Early on in my tenure in the Irish session scene I noted what I took to be a simple fact of life, to whit: Whatever speed you established when you started playing a set of tunes, by the end of the set you’d be playing a heck of a lot faster. I chalked this up to youthful zeal and adrenaline and mostly learned to live with it. But as I began to analyze the tunes and the sets and the sessions with a little more detail, I realized two things. First, there are identifiable mechanical and conceptual aspects to inexorable accelleration that have nothing to do with adrenaline. Second, this accelleration doesn’t have to happen.
To be honest, uncontrolled tempos annoy me. As I’ve said in previous columns, I love the melodic and narrative power of Celtic tunes and more often than not playing them too fast robs them of some of that power. Sure, it’s fun sometimes to really whip through a tune as fast as you can finger it.

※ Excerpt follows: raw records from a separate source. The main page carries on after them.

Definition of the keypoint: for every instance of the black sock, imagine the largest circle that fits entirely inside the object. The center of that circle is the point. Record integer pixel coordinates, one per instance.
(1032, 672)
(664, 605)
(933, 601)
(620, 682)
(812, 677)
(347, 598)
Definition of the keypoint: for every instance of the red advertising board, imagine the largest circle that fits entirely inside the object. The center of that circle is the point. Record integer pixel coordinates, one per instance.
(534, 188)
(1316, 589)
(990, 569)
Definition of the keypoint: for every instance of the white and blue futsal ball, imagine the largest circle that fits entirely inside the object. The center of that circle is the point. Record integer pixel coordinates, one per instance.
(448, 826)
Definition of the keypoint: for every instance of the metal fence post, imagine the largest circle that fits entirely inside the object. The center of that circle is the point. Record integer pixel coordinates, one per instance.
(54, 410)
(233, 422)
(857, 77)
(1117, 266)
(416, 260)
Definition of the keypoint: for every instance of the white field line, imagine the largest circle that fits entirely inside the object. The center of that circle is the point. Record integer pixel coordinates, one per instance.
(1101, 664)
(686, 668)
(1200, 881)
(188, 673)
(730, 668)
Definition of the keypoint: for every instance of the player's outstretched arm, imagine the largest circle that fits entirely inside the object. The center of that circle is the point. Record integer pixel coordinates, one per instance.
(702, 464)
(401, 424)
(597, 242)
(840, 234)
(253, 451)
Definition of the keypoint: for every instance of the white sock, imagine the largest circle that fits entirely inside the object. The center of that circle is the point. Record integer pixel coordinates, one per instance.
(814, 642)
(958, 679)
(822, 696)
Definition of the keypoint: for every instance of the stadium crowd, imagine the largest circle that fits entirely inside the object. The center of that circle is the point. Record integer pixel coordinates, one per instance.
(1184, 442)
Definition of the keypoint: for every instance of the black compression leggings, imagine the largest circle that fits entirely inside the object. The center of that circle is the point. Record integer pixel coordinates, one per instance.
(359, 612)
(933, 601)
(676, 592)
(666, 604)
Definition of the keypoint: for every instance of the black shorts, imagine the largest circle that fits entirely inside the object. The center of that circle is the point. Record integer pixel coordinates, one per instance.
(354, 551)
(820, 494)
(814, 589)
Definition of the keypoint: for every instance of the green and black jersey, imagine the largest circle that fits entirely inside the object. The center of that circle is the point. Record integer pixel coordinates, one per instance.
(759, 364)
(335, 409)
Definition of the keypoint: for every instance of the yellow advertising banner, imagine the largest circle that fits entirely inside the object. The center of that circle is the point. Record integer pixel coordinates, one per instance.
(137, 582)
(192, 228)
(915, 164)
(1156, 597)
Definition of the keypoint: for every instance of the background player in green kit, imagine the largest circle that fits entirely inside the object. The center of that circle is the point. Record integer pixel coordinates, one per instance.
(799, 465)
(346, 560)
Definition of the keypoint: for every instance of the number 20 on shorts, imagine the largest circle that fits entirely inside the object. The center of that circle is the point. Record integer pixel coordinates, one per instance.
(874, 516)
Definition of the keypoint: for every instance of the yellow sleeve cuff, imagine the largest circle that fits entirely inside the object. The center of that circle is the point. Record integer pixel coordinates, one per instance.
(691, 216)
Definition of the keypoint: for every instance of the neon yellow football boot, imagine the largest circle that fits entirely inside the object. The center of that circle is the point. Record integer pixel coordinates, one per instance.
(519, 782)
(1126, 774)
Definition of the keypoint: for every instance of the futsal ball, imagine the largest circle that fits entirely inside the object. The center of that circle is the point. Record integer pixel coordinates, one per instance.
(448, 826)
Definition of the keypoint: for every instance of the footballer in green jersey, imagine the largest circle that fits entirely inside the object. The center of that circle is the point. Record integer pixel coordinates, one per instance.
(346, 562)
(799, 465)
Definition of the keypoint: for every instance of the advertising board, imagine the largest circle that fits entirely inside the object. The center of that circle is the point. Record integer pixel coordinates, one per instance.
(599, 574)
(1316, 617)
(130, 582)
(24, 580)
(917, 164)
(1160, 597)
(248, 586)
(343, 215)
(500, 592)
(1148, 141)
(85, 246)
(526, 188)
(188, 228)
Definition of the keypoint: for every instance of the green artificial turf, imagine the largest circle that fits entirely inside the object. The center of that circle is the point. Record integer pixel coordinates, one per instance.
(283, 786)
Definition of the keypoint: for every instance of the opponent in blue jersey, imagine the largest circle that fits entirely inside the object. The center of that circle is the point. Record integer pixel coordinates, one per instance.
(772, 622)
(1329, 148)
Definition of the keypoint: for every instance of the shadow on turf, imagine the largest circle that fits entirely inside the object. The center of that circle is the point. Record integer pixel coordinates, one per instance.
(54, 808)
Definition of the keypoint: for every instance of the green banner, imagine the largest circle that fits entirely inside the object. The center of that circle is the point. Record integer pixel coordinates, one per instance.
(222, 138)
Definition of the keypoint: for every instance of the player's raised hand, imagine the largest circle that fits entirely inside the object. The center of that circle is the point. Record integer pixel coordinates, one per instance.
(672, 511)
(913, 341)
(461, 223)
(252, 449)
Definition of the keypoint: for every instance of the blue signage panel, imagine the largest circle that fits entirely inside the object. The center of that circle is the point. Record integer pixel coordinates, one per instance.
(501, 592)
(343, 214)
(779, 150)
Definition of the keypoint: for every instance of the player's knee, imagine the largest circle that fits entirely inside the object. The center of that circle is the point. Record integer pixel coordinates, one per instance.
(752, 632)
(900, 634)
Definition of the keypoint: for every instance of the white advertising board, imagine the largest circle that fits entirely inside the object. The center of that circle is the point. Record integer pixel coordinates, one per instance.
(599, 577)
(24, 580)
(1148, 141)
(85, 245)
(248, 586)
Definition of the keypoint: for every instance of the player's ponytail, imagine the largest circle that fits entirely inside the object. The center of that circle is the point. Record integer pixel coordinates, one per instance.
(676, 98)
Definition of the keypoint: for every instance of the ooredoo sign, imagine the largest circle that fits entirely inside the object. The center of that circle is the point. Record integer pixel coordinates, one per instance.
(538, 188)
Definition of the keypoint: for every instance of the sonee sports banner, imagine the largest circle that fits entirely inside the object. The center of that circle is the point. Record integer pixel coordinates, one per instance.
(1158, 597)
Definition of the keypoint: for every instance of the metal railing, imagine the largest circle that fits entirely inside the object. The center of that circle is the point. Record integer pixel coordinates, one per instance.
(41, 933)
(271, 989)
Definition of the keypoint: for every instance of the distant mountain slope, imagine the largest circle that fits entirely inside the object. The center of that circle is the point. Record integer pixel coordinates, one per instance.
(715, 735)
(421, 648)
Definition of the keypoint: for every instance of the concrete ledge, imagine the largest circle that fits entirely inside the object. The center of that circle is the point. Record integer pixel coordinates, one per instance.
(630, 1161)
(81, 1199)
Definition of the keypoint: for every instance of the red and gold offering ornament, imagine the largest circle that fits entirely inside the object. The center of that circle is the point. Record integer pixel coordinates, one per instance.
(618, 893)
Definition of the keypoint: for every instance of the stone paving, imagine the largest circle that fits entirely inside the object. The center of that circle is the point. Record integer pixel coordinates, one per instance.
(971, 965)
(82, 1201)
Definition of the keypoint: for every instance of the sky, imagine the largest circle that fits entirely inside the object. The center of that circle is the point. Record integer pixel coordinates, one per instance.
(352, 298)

But there’s a difference between consciously throwing caution to the wind and unconsciously letting a tune set run away with you.
If an Irish dance tune is going to accellerate, it tends to do so at the ends of eight-bar parts. Sometimes this is due to excitement and impatience on the part of the players, eager to get to the next musical phrase. But more often it’s simply because the ends of phrases are where you’re most likely to find longer notes or rests after seven bars of unbroken eighth notes. And giddy musicians cheat the sustained notes or rests of their full time value and jump the gun into the next down beat.
Since this tendency seems to be universal, how can you keep it from happening? I mentioned mechanical and conceptual aspects. Let’s talk about the conceptual aspect first. Irish tunes, as I said, are mostly notated in eight-bar sections which repeat. A majority also sport melodies that both start and end on the tonic note. So it’s very easy to think of these tunes as being eight bars long. But really, every Irish tune is a subtlely cyclic little beastie that doesn’t start at the beginning and end at the end. Instead, it wants to circle back and repeat over and over and then move smoothly right into another tune that wants to do the same thing. An Irish tune is pointed not so much to the end of the eighth bar each time through a part, but toward the following downbeat. If you remember this, you’ll find yourself more solidly maintaining the rhythm all the way through the eighth bar, no matter how much space you might find there.
The mechanical element that’s connected with this conceptual shift is very simple. The idea is to continue the down-and-up right hand engine you’ve used through the notey part of the tune all the way through the longer notes and rests at the end of the phrase, but just clearing the strings in silence. For reels you’ll be alternating picking direction as if there are 8 eighth notes all the way through. In jigs, you’ll maintain your down-up-down down-up-down whether there’s a note to play or not. Keeping your right hand from stopping its motion will give you much more solid tempo control as you proceed from part to part.
Of course, some tunes have rests and long notes in places other than ends of phrases. The same advice applies. Keep your right hand moving and give every note and rest its full time value. There’s a real power to keeping a tune rolling along at a steady clip.
I picked a tune this time that features abrupt ends to eight-bar phrases but that totally rocks if you can give those last bars their full value before slamming down into the next part. “The Maids of Mt. Kisco” was first recorded in the 1920s by fiddler Michael Coleman and has maintained popularity for over 80 years. I think I first heard this three-part reel played by Frankie Gavin. I recorded it in 1984 on “Journeys of the Heart”. One odd feature of this tune is that the B part is only half as long as the A or C parts. I’m not sure I can think of another traditional Irish tune with this idiosynchracy.
I’ve notated the tune pretty straight, without many of the bowed triplets favored by the fiddlers. The A and C parts each end with a sharp, staccatto eighth note on the 3rd beat, followed by a beat-and-a-half of silence… unless you and your right hand engine want to engage the strings for a pickup note or two. Consider the notated pickup notes in the eighth bars of the A and C parts to be negotiable. Try playing through without them, ending each part sharply and coming in on the next down beat without speeding through the silence. Then add pickup notes as they amuse you.
I often tip my hat to Kevin Burke when I talk about tempo control. He’s as good an example as there is for how to create and maintain tension with Irish tunes without having to play them too fast. If you haven’t sat down and studied his playing, do yourself a favor and go buy some CDs. I’ve been listening to “If the Cap Fits” for 30 years and I’m still not tired of it.
One nice thing about this tempo control advice as that even the rankest beginner can follow it. It’s just a matter of bringing part of your technique to the conscious level and thinking about it. Of course, getting the rest of your session mates to go along with you will be no picnic, and to that end, I heartily wish you good luck.